Chapter 34 – Female Health

ESTROGENS & PROGESTINS

  • HRT individualized; contraind: estrogen-dependent cancer, thromboembolism, pregnancy, undx bleed.

  • A/E: DVT/PE, stroke, breast CA; add progestin if uterus intact.

  • SERMs: raloxifene (osteoporosis) – BBW VTE.

CONTRACEPTIVES

  • Combined OCP mono-, bi-, triphasic; progestin-only, depot medroxyprogesterone (BBW bone loss), patch, ring.

  • Antibiotics, anticonvulsants ↓ efficacy.

OSTEOPOROSIS THERAPY

  • Bisphosphonates: alendronate – sit upright 30 min, esophagitis; atypical femur fx, ONJ.

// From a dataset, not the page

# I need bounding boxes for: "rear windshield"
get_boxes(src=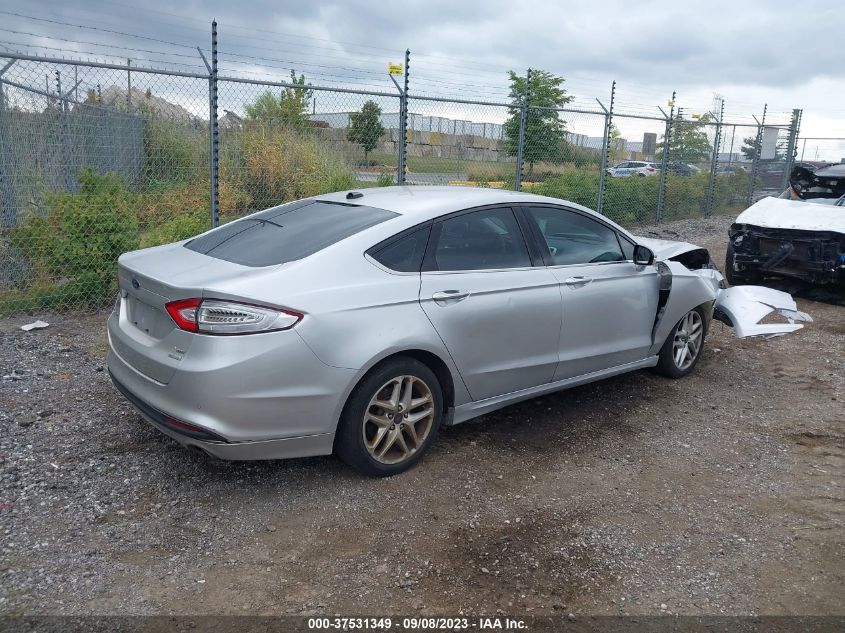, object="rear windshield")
[185,200,397,266]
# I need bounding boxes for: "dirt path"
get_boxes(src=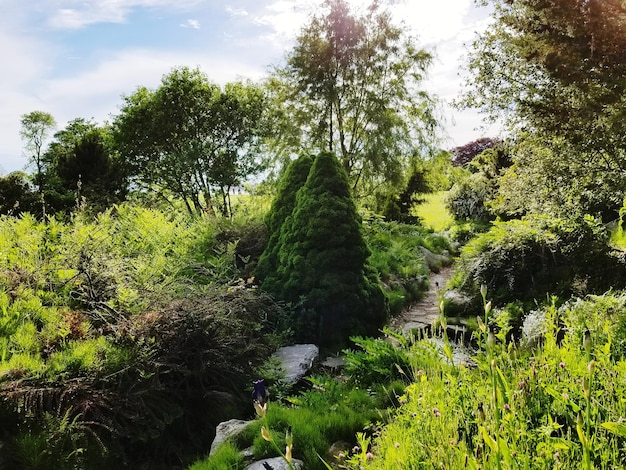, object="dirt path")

  • Calcitonin nasal, SERMs, denosumab (RANK-L mAb), teriparatide/abaloparatide (PTH analog 24 mo max), romosozumab (Evenity) – BBW MI/stroke.

FERTILITY DRUGS

  • Clomiphene (SERM) induces ovulation; menotropins (FSH/LH); A/E multiple gestation, ovarian hyperstimulation syndrome.

UTERINE MODULATORS

  • Oxytocin – induce labour, control PPH; watch uterine hyper-stimulation.

  • Prostaglandins (dinoprostone, misoprostol) cervical ripening, abortion.

  • Ergot (methylergonovine) post-partum hemorrhage.

  • Tocolytics preterm labour: indomethacin (NSAID), nifedipine (CCB); BBW NSAID fetal effects.

NURSING ACROSS FEMALE DRUGS

  • Contraindications (smoking > 35 yr, VTE, cancers).

  • Baseline BP, pregnancy test.

  • Bisphosphonate admin: AM empty stomach with 240 mL water.

  • Oxytocin: continuous fetal, uterine monitoring.


These bullet-style notes consolidate key concepts, indications, mechanisms, adverse effects, contraindications, interactions, FDA/BBW alerts, and priority nursing implications for the chapters/pages supplied.